Illustration of a five step audio troubleshooting checklist over a DaVinci Resolve interface

The short version, one more time

Track mute and solo first, clip mute second, I/O Engine and output device third, sample rate fourth, Export Audio last. Work top to bottom and you'll find a silent timeline's actual cause in under two minutes, almost every time. Save the reinstall for the rare case where all five check out clean.
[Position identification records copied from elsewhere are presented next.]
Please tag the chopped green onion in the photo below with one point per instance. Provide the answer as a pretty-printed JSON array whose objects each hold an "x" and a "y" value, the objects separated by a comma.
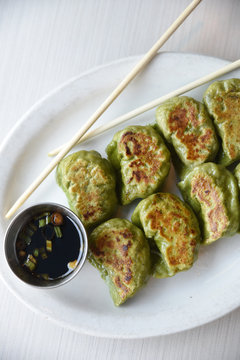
[
  {"x": 48, "y": 245},
  {"x": 42, "y": 223},
  {"x": 20, "y": 244},
  {"x": 30, "y": 263},
  {"x": 58, "y": 231},
  {"x": 36, "y": 252},
  {"x": 25, "y": 237}
]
Frequently asked questions

Why does DaVinci Resolve play video but not audio?
Usually a muted or soloed track, a clip muted individually in the Inspector, or a mismatch between your project's audio sample rate and the rate your audio interface is set to. Check the track header Mute and Solo buttons first, since they're the fastest thing to leave on by accident.
Why is there no sound in Resolve even though I can see a waveform on the clip?
A visible waveform only proves the clip has an audio stream, not that anything is routing it to your speakers. Check Preferences, then System, then Video and Audio I/O, and confirm the I/O Engine and output device match the hardware you're actually listening on.
Why does my exported DaVinci Resolve video have no audio?
Two separate settings control this, and either one alone produces a silent export. Confirm any Mute or Solo you used to isolate a track while editing is switched back off, since Resolve disables that track for delivery too, then confirm Export Audio is checked in the Deliver page's audio tab.
How do I fix a sample rate mismatch causing no sound in DaVinci Resolve?
Open Project Settings, then Fairlight, and check the Timeline Sample Rate. Then open Preferences, System, Video and Audio I/O, and set your output device to that same rate. Fairlight converts mixed-rate source clips automatically, but the timeline's own output rate still has to match what your speakers or interface expect.
Why did DaVinci Resolve stop playing audio after I switched headphones or speakers?
Resolve doesn't always follow your operating system when you plug in a new device. Reopen Preferences, System, Video and Audio I/O, and manually reselect the correct output device, since Resolve can keep pointing at whatever was selected the last time it launched.
Is DaVinci Resolve's audio problem a bug I should report?
Rarely. It's almost always a setting, not a bug. Work through the Mute, Inspector, I/O Engine, and sample rate checks below before assuming the app itself is broken.